This work addresses the challenge of achieving reliable multi-fold coverage of critical assets by drone swarms in realistic scenarios characterized by limited communication, absence of global coordination, and potential robot failures. The paper proposes a fully distributed multi-fold coverage algorithm that relies solely on local sensing and communication, dynamically allocating an appropriate number of robots to satisfy heterogeneous redundancy requirements through a lightweight decision-making mechanism—without centralized planning or global information. As the first distributed approach supporting both heterogeneous coverage demands and strong fault tolerance, the algorithm effectively sustains mission continuity under stringent onboard computational constraints, making it suitable for practical deployment in large-scale drone swarms.

Autonomous drone swarms deployed for surveillance, environmental monitoring, and infrastructure inspection must maintain reliable coverage of critical assets despite robot failures.
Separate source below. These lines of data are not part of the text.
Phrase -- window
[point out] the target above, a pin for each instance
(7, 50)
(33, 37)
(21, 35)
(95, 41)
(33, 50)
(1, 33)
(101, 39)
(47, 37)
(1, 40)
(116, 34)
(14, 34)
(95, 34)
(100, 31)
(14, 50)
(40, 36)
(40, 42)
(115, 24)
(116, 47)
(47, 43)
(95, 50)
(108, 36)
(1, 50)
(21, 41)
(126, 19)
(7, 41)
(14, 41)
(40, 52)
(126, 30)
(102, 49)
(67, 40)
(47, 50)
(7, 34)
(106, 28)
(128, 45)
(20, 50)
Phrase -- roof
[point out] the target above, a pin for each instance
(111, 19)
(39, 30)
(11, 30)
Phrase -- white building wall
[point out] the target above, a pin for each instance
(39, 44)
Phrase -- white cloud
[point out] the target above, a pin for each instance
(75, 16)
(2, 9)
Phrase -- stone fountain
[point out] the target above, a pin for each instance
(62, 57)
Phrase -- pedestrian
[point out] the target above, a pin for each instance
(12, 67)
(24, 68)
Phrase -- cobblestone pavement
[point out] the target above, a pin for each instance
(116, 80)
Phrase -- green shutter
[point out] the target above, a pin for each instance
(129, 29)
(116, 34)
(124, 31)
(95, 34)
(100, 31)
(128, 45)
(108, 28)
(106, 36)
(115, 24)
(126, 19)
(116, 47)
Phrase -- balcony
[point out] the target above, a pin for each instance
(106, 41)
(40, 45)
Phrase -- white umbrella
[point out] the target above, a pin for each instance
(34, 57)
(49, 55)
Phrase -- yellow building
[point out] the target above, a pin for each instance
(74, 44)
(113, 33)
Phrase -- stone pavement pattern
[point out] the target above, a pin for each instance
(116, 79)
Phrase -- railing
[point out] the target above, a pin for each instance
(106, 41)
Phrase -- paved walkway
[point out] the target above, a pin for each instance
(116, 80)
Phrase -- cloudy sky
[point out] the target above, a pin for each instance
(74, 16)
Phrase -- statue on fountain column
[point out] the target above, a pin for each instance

This requires multicoverage: each asset must be observed by multiple robots for redundancy, with coverage requirements varying by asset importance. While recent work has solved the centralized problem optimally using integer programming, practical deployments face constraints that demand distributed solutions: robots operate with limited communication ranges, onboard computation restricts global planning, and partial system failures must not cause mission abort. We present a distributed multicoverage algorithm for robot swarms operating with local sensing, local communication, and no global coordination.